Changes in the Use of Intensive and Supportive Procedures for Patients With Stroke in Taiwan in the Last Month of Life Between 2000 and 2010

J Pain Symptom Manage. 2018 Mar;55(3):835-842. doi: 10.1016/j.jpainsymman.2017.11.024. Epub 2017 Nov 27.

Abstract

Context: Stroke is the second leading cause of death and the primary cause of disability worldwide. It is uncertain what care patients with stroke receive in their end of life and what trends in care are in recent years.

Objectives: The objective of this study was to investigate the changes in the use of intensive and supportive procedures for Taiwanese patients with stroke in their last month of life during 2000-2010.

Methods: Analysis of claims data of 55,930 patients with stroke obtained from the National Health Insurance Research Database was performed to investigate the changes in the use of intensive and supportive procedures for Taiwanese patients with stroke in their last month of life during 2000-2010.

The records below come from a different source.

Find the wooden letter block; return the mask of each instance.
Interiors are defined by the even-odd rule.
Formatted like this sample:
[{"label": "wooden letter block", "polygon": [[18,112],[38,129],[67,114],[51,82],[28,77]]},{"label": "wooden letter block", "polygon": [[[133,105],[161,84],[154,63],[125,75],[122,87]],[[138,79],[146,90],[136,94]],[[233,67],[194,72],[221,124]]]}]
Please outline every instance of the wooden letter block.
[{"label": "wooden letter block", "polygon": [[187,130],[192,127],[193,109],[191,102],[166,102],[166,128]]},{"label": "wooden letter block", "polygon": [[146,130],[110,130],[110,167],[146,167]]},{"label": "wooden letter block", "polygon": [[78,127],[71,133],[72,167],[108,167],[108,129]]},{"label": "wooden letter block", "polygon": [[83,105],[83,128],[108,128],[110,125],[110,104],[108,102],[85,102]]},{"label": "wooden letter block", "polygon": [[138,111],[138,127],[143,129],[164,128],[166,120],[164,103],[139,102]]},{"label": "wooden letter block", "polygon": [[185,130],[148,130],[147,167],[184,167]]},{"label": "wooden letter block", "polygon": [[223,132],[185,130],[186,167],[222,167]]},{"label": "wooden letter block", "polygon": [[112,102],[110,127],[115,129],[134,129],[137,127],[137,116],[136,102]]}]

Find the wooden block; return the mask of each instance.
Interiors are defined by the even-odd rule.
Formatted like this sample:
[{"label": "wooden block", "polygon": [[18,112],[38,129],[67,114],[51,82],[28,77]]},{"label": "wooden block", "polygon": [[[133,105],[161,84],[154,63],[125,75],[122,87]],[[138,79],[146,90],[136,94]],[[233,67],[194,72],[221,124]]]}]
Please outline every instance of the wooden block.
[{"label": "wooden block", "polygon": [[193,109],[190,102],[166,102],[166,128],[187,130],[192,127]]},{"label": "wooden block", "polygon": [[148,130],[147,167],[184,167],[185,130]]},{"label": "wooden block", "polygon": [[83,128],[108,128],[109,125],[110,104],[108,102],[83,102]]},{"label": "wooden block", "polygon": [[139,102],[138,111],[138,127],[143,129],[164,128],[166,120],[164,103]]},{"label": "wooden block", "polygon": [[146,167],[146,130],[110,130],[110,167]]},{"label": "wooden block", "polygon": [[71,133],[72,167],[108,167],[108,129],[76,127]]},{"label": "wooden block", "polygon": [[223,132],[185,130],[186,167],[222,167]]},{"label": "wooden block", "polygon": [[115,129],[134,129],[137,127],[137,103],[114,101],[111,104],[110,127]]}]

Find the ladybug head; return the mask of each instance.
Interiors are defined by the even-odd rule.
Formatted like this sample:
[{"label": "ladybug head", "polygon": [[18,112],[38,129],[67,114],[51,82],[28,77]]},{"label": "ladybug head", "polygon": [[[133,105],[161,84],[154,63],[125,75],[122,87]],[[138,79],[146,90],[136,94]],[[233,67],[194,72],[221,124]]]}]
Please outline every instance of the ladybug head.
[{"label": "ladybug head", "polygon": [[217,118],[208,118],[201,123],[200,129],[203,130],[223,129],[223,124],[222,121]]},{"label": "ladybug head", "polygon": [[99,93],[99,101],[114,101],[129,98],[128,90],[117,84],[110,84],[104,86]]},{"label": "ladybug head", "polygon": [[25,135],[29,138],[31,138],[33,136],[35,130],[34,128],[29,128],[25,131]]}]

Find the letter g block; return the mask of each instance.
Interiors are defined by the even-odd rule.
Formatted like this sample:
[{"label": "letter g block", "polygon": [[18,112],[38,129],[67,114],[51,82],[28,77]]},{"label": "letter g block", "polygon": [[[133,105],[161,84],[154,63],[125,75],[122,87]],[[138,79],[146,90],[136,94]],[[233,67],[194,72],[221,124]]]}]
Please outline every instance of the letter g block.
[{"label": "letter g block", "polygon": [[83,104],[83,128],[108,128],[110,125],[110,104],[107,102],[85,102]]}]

Results: Over the whole study period, 25.4% of patients with stroke were admitted to intensive care units in their last month of life. The percentages of patients receiving mechanical ventilation (77.4%-67.9%), cardiopulmonary resuscitation (53.8%-35.8%), and inotropic agents (73.5%-64.3%) decreased over time. The percentages of patients receiving artificial hydration and nutrition (65.9%-73.3%) and sedative or analgesic agents (34.7%-38.6%) increased over time. Patients under 85 years old were more likely to be admitted to intensive care units. Men were more likely to receive mechanical ventilation and cardiopulmonary resuscitation than women.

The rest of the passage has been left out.